John Hughes’s classic is in my mind still the finest movie ever made in examining the way teenagers think, act, react, lash out, lie, communicate, argue, love and live.

“The Breakfast Club” is 27 years old, and it has not even begun to date itself. If there were to be a remake, it would be wise to update the story with GLBT discussion, social media and smart phone communication, hipsters and douchebags, racial diversity and attentiveness to how wired the youth generation is. What would get those five people talking if all of them had iPod, cell phone and internet access? It would also have to star Jesse Eisenberg or Michael Cera (Brian), Josh Hutcherson (Andrew), Elle Fanning (Claire), Chloe Moretz or Aubrey Plaza (Allison) and, well, I really can’t say who would take Judd Nelson’s part, so maybe some shining newcomer, but I digress.
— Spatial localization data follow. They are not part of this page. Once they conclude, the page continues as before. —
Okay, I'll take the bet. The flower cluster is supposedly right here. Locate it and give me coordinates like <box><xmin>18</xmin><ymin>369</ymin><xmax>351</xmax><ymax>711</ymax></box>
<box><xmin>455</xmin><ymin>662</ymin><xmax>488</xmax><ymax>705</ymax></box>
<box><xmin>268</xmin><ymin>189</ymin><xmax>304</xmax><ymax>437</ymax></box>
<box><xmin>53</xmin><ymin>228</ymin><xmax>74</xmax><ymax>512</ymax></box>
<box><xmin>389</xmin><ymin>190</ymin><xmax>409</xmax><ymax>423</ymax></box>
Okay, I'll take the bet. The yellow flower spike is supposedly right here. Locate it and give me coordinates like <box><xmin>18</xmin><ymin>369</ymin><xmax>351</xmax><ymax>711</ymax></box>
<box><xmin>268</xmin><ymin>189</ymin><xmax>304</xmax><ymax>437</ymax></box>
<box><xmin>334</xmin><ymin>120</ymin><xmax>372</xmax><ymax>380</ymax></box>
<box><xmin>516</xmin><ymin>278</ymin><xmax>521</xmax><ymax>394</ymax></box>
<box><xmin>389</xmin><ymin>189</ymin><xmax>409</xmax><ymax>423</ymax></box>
But truthfully, this film doesn’t feel a day old. The character types in “The Breakfast Club” are broadly enough drawn that they still feel relatable today. They’re types, but not stereotypes, and the beauty of the film is in how it offers depth to all five of them, favoring Bender as a mysterious thug type early on but expanding to observe the inner conflict in them all.

Hughes never makes an outright point about teenagers, as they’re no more capable of understanding life than he or his audience is. But he does tell us that there is complexity, rebellion, pain and humor in us all, and with a little hard pressed honesty, we can see it. At the end of the day, we’ll do the same as Dean Vernon (Paul Gleason) will do after he reads Brian’s paper, and interpret these characters any way we want to.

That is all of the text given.